The Colorado Department of Transportation (DOT) has shut down over 2,000 computers after some systems got infected with the SamSam ransomware on Wednesday, February 21. The agency’s IT staff is working with its antivirus provider McAfee to remediate affected workstations and safeguard other endpoints before reintroducing PCs into its network. In a rare sign of transparency, officials revealed the name of the ransomware —SamSam. This is the same ransomware strain that infected hospitals, city councils, and ICS firms in January. The hackers made over $300,000 from those attacks. One of the victims, an Indiana hospital agreed to pay a $55,000 ransom demand despite having backups. Hospital officials said it was easier and faster to pay the ransom than restore all its computers’ data from backups. DOT officials said they don’t intend to follow suit by paying the ransom demand and they will restore from backups. Andy Norton, Director of Threat Intelligence at Lastline commented below.
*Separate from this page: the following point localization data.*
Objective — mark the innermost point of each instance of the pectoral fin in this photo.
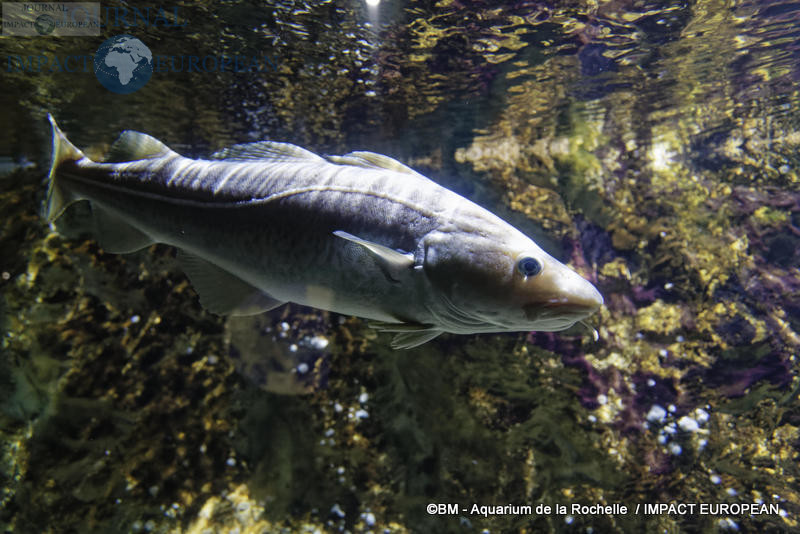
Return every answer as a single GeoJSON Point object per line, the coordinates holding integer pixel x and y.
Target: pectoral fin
{"type": "Point", "coordinates": [393, 263]}
{"type": "Point", "coordinates": [223, 293]}
{"type": "Point", "coordinates": [409, 335]}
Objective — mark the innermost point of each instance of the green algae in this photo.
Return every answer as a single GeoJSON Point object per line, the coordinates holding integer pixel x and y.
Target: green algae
{"type": "Point", "coordinates": [112, 423]}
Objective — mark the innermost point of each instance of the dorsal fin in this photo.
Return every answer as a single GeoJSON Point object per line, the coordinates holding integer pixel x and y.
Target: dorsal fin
{"type": "Point", "coordinates": [371, 160]}
{"type": "Point", "coordinates": [269, 150]}
{"type": "Point", "coordinates": [135, 145]}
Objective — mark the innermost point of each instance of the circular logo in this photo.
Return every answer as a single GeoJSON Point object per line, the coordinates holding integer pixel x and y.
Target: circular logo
{"type": "Point", "coordinates": [44, 24]}
{"type": "Point", "coordinates": [123, 64]}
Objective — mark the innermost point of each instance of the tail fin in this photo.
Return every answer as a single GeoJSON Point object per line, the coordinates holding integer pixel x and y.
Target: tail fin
{"type": "Point", "coordinates": [57, 197]}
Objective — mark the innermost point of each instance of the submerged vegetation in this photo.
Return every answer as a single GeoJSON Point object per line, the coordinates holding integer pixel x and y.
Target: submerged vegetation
{"type": "Point", "coordinates": [655, 148]}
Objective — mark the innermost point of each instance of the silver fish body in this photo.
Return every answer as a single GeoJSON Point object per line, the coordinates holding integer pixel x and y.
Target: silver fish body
{"type": "Point", "coordinates": [262, 224]}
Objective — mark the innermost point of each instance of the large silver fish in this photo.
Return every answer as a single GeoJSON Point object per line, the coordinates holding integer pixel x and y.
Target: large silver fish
{"type": "Point", "coordinates": [261, 224]}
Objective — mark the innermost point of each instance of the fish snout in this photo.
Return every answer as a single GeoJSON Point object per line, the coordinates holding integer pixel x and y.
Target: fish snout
{"type": "Point", "coordinates": [574, 299]}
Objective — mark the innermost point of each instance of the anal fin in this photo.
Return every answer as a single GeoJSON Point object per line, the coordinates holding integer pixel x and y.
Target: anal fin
{"type": "Point", "coordinates": [409, 340]}
{"type": "Point", "coordinates": [224, 293]}
{"type": "Point", "coordinates": [116, 235]}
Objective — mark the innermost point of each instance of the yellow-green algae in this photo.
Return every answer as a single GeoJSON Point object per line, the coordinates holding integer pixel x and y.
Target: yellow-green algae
{"type": "Point", "coordinates": [122, 412]}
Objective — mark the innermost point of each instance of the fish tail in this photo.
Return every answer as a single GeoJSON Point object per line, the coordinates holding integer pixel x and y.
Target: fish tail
{"type": "Point", "coordinates": [58, 197]}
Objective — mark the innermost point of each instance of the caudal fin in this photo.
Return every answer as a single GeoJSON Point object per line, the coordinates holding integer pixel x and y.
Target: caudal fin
{"type": "Point", "coordinates": [58, 198]}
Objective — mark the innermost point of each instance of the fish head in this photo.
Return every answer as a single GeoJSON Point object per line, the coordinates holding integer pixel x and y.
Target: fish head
{"type": "Point", "coordinates": [505, 281]}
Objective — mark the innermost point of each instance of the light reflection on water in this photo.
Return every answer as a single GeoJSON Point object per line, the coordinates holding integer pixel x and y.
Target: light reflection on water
{"type": "Point", "coordinates": [652, 145]}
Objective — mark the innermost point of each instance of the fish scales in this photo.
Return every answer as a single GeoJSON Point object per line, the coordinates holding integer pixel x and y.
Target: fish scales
{"type": "Point", "coordinates": [362, 234]}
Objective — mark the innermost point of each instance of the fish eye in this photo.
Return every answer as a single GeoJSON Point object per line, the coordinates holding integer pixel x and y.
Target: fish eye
{"type": "Point", "coordinates": [529, 267]}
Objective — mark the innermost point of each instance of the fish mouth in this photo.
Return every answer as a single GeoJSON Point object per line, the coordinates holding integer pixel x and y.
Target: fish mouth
{"type": "Point", "coordinates": [569, 310]}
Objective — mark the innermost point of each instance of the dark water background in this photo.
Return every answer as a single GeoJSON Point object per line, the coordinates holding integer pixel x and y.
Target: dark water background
{"type": "Point", "coordinates": [653, 145]}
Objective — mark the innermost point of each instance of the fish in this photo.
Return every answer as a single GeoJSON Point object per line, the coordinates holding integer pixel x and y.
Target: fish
{"type": "Point", "coordinates": [261, 224]}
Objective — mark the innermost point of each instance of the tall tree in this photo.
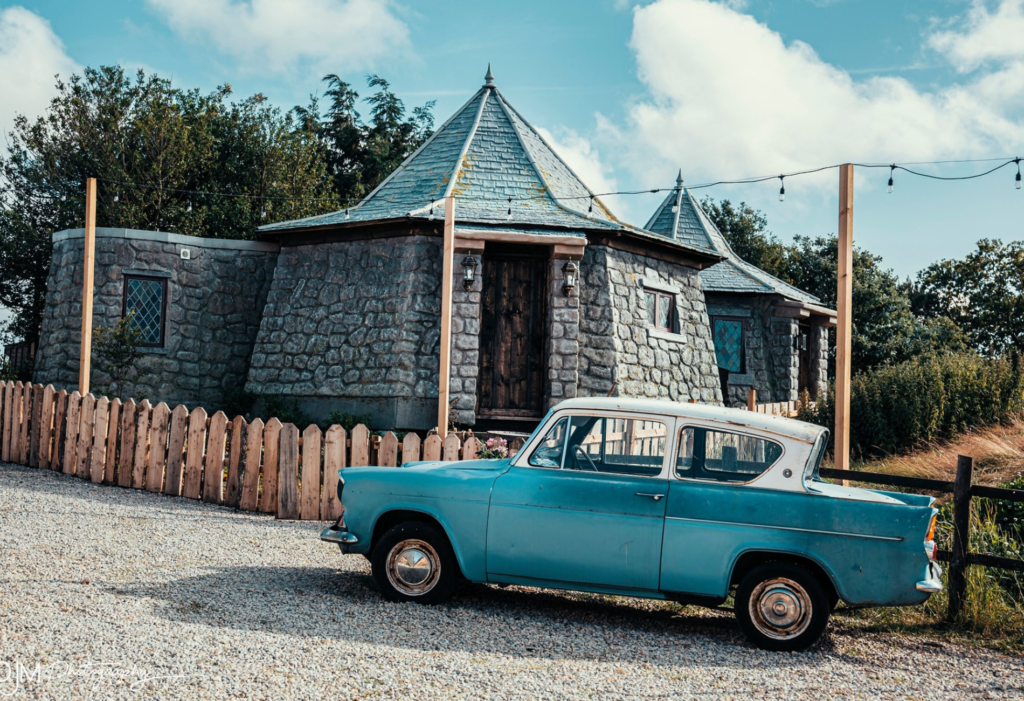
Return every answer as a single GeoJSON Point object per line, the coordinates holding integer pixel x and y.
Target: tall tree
{"type": "Point", "coordinates": [885, 325]}
{"type": "Point", "coordinates": [983, 294]}
{"type": "Point", "coordinates": [361, 154]}
{"type": "Point", "coordinates": [150, 143]}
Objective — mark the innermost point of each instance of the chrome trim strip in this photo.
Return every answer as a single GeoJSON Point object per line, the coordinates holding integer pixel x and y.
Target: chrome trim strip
{"type": "Point", "coordinates": [786, 528]}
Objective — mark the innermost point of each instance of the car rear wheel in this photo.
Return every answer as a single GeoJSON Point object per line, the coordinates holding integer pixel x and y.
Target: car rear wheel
{"type": "Point", "coordinates": [414, 562]}
{"type": "Point", "coordinates": [781, 606]}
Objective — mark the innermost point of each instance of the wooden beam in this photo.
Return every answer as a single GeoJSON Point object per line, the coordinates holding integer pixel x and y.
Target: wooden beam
{"type": "Point", "coordinates": [85, 356]}
{"type": "Point", "coordinates": [448, 271]}
{"type": "Point", "coordinates": [844, 303]}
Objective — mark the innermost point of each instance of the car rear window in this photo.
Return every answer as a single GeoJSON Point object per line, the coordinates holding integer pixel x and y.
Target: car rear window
{"type": "Point", "coordinates": [724, 455]}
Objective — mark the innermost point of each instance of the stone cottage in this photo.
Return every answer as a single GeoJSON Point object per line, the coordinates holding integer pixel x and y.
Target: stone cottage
{"type": "Point", "coordinates": [768, 335]}
{"type": "Point", "coordinates": [554, 297]}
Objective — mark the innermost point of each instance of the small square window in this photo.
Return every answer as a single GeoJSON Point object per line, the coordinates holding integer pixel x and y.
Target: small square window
{"type": "Point", "coordinates": [660, 309]}
{"type": "Point", "coordinates": [730, 343]}
{"type": "Point", "coordinates": [145, 300]}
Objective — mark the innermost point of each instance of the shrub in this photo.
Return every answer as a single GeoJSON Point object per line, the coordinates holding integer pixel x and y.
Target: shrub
{"type": "Point", "coordinates": [900, 406]}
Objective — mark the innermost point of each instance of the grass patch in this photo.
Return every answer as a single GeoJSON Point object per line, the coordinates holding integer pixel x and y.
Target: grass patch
{"type": "Point", "coordinates": [993, 614]}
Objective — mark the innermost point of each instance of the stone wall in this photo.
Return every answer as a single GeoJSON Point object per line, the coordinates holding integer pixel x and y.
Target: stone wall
{"type": "Point", "coordinates": [353, 326]}
{"type": "Point", "coordinates": [617, 350]}
{"type": "Point", "coordinates": [215, 301]}
{"type": "Point", "coordinates": [562, 338]}
{"type": "Point", "coordinates": [772, 363]}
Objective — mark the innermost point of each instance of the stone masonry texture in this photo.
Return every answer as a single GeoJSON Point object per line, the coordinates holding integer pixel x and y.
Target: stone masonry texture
{"type": "Point", "coordinates": [215, 301]}
{"type": "Point", "coordinates": [353, 326]}
{"type": "Point", "coordinates": [619, 353]}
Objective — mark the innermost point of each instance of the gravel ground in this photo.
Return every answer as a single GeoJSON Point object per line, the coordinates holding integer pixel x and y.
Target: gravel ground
{"type": "Point", "coordinates": [121, 594]}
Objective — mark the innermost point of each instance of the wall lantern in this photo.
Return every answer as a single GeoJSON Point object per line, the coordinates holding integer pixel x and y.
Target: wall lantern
{"type": "Point", "coordinates": [468, 271]}
{"type": "Point", "coordinates": [571, 272]}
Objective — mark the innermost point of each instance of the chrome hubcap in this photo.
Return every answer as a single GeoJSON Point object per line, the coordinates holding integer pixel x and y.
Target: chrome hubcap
{"type": "Point", "coordinates": [780, 608]}
{"type": "Point", "coordinates": [413, 567]}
Andy Norton, Director of Threat Intelligence at Lastline:
“Government bodies will have some level of requirement to publicly disclose situations effecting the provision of public services. CDOT’s decision to not to pay the ransom is not directly related to the public notification. What is interesting is the targeting in use by the SamSam authors, who must be one of the most successful ransom gangs out there, with 30+ bitcoins to their name. Choosing government critical services and attempting to propagate across many systems, whilst offering a single key to decrypt all infected machines at 3 bitcoins, is clearly a sweet spot and evidently often the easier option for infected organisations. If the infection had impacted critical services of CDOT, we may of seen a different response from them.”